Hostility to Census Question Is Overblown

COMMENTARY Civil Society

Hostility to Census Question Is Overblown

Jan 11, 2018 1 min read
COMMENTARY BY
Mike Gonzalez

Angeles T. Arredondo E Pluribus Unum Senior Fellow

Mike is the Angeles T. Arredondo E Pluribus Unum Senior Fellow at The Heritage Foundation.
Asking about one’s immigration status is a modest, commonsense reform. Zheka-Boss

By asking the Census Bureau to provide a question on citizenship, the Trump administration is simply trying to get accurate information on the American population. It’s not new; previous Censuses have asked this question. Hostility to this limited reform is overblown, though unfortunately to be expected.

Leading the opposition is a cabal of special-interest organizations that are used to tightly controlling the Census through advisory committees. Late last year, they hyperventilated at news that the administration was considering academic Thomas Brunell for the deputy director position at the Census Bureau.

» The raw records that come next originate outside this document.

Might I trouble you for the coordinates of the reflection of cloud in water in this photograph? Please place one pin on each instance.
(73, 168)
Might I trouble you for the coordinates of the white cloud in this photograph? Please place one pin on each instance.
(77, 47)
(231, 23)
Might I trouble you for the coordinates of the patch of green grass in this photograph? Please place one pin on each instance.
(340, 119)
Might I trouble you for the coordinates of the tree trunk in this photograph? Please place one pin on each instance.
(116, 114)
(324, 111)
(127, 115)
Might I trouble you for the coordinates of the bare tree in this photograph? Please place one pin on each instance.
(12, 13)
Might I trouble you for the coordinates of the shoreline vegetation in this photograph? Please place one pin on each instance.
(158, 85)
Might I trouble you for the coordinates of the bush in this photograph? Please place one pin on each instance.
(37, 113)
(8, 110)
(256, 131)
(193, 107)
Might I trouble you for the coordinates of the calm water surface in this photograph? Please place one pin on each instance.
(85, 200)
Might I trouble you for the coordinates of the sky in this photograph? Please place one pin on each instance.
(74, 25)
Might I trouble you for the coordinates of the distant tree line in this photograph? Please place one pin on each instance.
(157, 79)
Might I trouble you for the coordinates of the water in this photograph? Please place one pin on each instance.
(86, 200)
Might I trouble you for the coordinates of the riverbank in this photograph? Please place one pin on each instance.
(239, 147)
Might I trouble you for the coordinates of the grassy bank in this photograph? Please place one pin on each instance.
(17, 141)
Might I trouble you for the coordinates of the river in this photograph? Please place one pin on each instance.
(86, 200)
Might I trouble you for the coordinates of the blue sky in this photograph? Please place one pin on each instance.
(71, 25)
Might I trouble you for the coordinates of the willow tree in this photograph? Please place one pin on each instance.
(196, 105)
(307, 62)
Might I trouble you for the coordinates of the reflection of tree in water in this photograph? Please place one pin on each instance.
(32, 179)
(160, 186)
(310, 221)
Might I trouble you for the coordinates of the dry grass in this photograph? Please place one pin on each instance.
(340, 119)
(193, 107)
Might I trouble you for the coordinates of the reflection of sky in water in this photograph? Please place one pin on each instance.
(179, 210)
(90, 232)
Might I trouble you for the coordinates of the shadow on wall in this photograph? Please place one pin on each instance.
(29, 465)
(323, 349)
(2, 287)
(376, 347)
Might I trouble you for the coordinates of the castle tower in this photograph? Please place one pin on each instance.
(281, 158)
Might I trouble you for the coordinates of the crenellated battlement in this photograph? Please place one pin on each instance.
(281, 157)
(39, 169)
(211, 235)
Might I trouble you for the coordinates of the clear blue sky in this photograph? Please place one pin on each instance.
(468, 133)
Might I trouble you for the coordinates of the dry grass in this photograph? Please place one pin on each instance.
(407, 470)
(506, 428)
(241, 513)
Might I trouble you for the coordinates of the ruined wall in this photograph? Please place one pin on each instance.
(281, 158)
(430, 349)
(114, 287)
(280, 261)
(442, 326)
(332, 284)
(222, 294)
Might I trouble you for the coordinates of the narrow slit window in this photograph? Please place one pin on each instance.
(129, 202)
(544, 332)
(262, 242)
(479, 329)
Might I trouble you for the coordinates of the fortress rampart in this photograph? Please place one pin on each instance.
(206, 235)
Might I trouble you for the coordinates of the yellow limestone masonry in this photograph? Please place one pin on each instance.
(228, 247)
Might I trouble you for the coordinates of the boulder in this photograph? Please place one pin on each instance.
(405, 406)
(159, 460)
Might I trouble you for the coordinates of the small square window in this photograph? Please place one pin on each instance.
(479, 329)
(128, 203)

They are on the front lines of resisting anything the administration will try to do with the Census. This time they are insisting, without proof, that asking a question on citizenship will reduce responses among immigrants.

The change is modest.

An even better reform would be to do away with questions on pan-ethnic groups — such as Hispanics, Asians, Pacific Islanders and one being proposed for Middle Easterners. But progressive lobbyists such as La Raza, NALEO and many others insist on dividing “We the People” into separate groups.

Rather than asking people to identify by ancestry, the Census should be about establishing the American demos, those who embrace America’s destiny by agreeing to participate in it as citizens — as one people.

It helps to remember the reason we have the Census. The very Indo-European root of the word census means “to evoke in speech, almost to call a thing into existence by naming it.”

A census’ key contribution to democracy — or rule by the people — is thus to provide the demos, to answer the existential question of what constitutes a people.

America's Founders understood this, which is why they required one in Article 1 of the Constitution. Asking about one’s immigration status is a modest, commonsense reform.